There would have been no housing bubble had banks not made exorbitant sums through the rapid issuance and securitization of loans. Borrowers, however, could meet their obligations only by selling the asset at a higher price to the next purchaser, a process that could not go on forever. The Fed's easy money and lax lending standards did allow private debt to grow to 300% of GNP and debt still stands at 130% of GNP. Private debt to GDP was 45% coming out of Great Depression. The Economist reports: " America has begun to pare its debt burden, although the drop is small compared with the build-up in 2000-08."
As long as that is the case, private investment--even in productive activities--and new consumer borrowing and demand will remain far from optimal. Banks may sit on new deposits or QE injections from the Fed or worse still invest in new ponzi schemes. Even modest rebounds may soon be followed by setbacks. Unemployment is likely to remain high for another decade as bankruptcies wind their way through the system. This is especially unfortunate since current definitions of unemployment underplay the depth of the economic crisis. In the mid nineties, the US government changed its statistics on discouraged workers and no longer counts someone unemployed for more than a year as part of the labor force. Shadowstats estimates that if these workers were counted as labor force participants, unemployment would be over 20%.

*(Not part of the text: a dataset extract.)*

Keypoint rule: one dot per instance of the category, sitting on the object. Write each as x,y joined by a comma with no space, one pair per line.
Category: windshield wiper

The media may blame irresponsible borrowers, but for every such reprobate there was an incautious or avaricious bank eager to loan and then dump the security. Those banks have been bailed out but not their victims.

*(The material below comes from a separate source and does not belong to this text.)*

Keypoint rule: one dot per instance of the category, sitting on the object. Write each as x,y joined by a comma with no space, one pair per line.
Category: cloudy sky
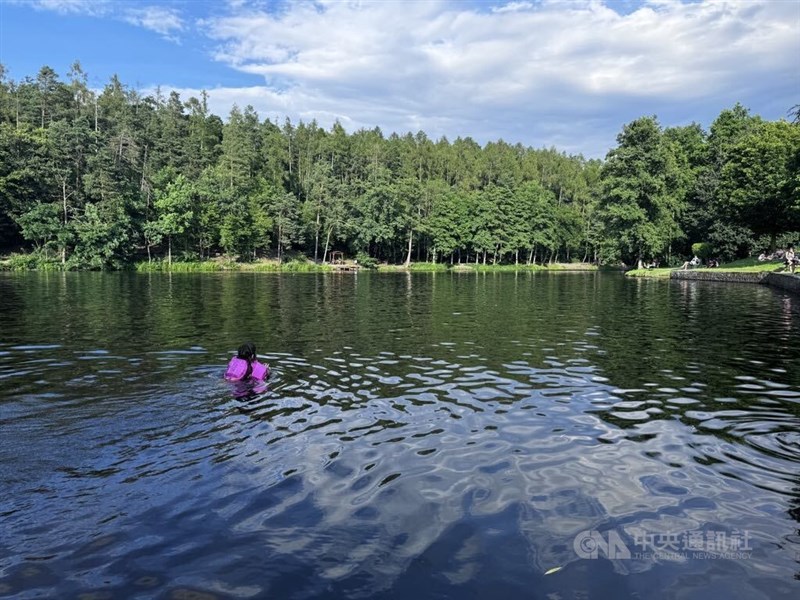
567,74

That private debt is an issue whose time has come may be seen in growing protests around the country. Occupy Wall Street inspired a working group that has assembled a detailed handbook of how to resist burdensome debt collection. Debt relief has been ridiculed in the corporate media as another form of welfare to the undeserving. (Remember CNBC's Chicago Mercantile Exchange correspondent Rick Santelli's rant inspiring the birth of the Tea Party. He condemned help to insolvent householders on the grounds such assistance would be financed by taxing their thrifty but also squeezed neighbors.) One of the new OWS handbook's great strengths is the wide range of debts addressed, from mortgages, to student, credit card, medical bills etc. By broadening the scope of debts addressed and by the willingness of debtors to stand and speak for themselves, demonization of debtors becomes more difficult. (See debt resistance statement.)
A QE for ordinary citizens would be both good politics and good economics. Keen recommends a cash infusion for all citizens, borrowers as well as net savers, on the condition that the cash first be used to pay down their debts. By its universal scope, it would reduce the potential demonization of suspect groups.
In addition, Keen's proposal would reduce banks income from fees and interest payments and the size of the financial sector without fostering the insolvencies that simple debt default occasions. The size of the financial sector and its ability freely to expand and contract the money supply, the circulatory system for the whole economy, adds a degree of unpredictable instability to world capitalism, even apart from outside shocks to the system.
Federal job creation is urgent. Direct job creation initiatives are necessary and need our support. But Obama's mistakes and a relentless Republican assault make their promotion a difficult task. It is time both to call Republican obstructionism for what it is and to demand of the President and the Democrats in Congress a broader counterattack.